La députée de Rouyn-Noranda-Témiscamingue, Émilise Lessard-Therrien, demande quant à elle au ministre de l'Environnement, Benoît Charrette, de faire la lumière sur les nombreux cafouillages survenus au MELCC dans le dossier des émissions d'arsenic.

À Québec, les ministres ne semblent pas se rendre compte de la gravité du problème. Ils restent muets depuis la diffusion des résultats et ne proposent aucune solution.

Émilise Lessard Therrien

Elle déplore le fait que le gouvernement n'ait toujours pas à ce jour dévoilé de nouvel échéancier visant l'atteinte de la norme provinciale d'arsenic par la Fonderie Horne.

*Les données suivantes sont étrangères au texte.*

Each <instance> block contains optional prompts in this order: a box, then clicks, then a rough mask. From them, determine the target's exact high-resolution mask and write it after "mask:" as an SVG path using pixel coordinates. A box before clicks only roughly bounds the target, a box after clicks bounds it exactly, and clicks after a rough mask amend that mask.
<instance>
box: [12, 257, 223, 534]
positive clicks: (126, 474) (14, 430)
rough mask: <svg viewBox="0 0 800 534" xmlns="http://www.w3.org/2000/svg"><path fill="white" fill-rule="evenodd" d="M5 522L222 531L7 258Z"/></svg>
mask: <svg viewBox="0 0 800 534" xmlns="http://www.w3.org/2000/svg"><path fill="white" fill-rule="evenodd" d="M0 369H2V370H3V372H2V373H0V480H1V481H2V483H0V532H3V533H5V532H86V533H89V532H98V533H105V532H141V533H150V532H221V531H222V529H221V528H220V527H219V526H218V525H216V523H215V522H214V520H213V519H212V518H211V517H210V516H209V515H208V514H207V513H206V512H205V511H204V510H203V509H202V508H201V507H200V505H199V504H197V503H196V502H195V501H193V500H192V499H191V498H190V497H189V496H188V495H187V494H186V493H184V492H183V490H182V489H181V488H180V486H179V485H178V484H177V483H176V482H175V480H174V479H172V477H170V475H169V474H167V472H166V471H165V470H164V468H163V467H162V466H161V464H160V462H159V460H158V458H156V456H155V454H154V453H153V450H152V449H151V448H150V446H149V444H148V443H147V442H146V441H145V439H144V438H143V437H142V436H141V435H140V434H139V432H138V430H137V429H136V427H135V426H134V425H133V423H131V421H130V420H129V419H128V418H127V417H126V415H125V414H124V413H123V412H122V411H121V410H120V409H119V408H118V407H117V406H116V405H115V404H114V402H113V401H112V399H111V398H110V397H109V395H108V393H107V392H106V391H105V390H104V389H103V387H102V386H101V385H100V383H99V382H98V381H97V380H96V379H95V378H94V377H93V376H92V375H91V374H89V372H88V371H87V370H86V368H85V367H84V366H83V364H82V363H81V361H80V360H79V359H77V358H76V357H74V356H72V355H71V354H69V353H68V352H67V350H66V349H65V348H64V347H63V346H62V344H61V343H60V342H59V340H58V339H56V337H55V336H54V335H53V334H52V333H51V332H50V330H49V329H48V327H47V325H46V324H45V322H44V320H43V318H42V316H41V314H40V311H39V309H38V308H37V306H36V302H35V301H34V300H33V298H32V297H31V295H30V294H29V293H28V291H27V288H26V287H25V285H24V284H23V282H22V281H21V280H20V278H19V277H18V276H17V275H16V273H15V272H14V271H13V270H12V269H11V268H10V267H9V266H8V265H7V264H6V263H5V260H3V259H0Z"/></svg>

Moi je suis toujours en attente [du plan de réduction], puis je suis consternée de voir qu'il n'y a pas un ministre qui s'est déplacé jusqu'à Rouyn-Noranda pour venir rencontrer les citoyens, rassurer les gens de Rouyn-Noranda, a-t-elle déclaré en entrevue au micro de Félix B. Desfossés jeudi matin.

Contre la stratégie de réduction progressive

Le Comité Arrêt des Rejets et Émissions Toxiques de Rouyn-Noranda, réitère également sa demande pour que la norme provinciale soit rapidement atteinte. La fonderie s'est vantée dans la présentation publique de l'étude de biosurveillance qu'elle atteignait déjà les normes de 2021, donc… on ne voit pas pourquoi le ministère de l'Environnement et la fonderie ne pourraient pas s'accorder sur des cibles plus basses pour arriver plus rapidement à la norme québécoise, souligne Mireille Vincelette, co-porte-parole du comité.

Même si la Direction de la santé publique se dissocie de la norme imposée à la Fonderie Horne par le ministère de l'Environnement, le REVIMAT juge irresponsable que l'organisme ait été en accord avec une stratégie de réduction progressive. Selon lui, cette position est contraire à sa mission de protection du public, et est justifiée par des préoccupations économiques. Ce n'est pas vrai qu'on va prendre 10 à 15 ans pour en arriver à s'approcher de la norme québécoise qui est acceptable, s'insurge le porte-parole du REVIMAT, Marc Nantel.

Invités à réagir, la Ville de Rouyn-Noranda, la Fonderie Horne et le ministre responsable de l'Abitibi-Témiscamingue, Pierre Dufour, n'avaient pas encore répondu favorablement à notre demande d'entrevue, ou étaient indisponibles, au moment de mettre en ligne cet article.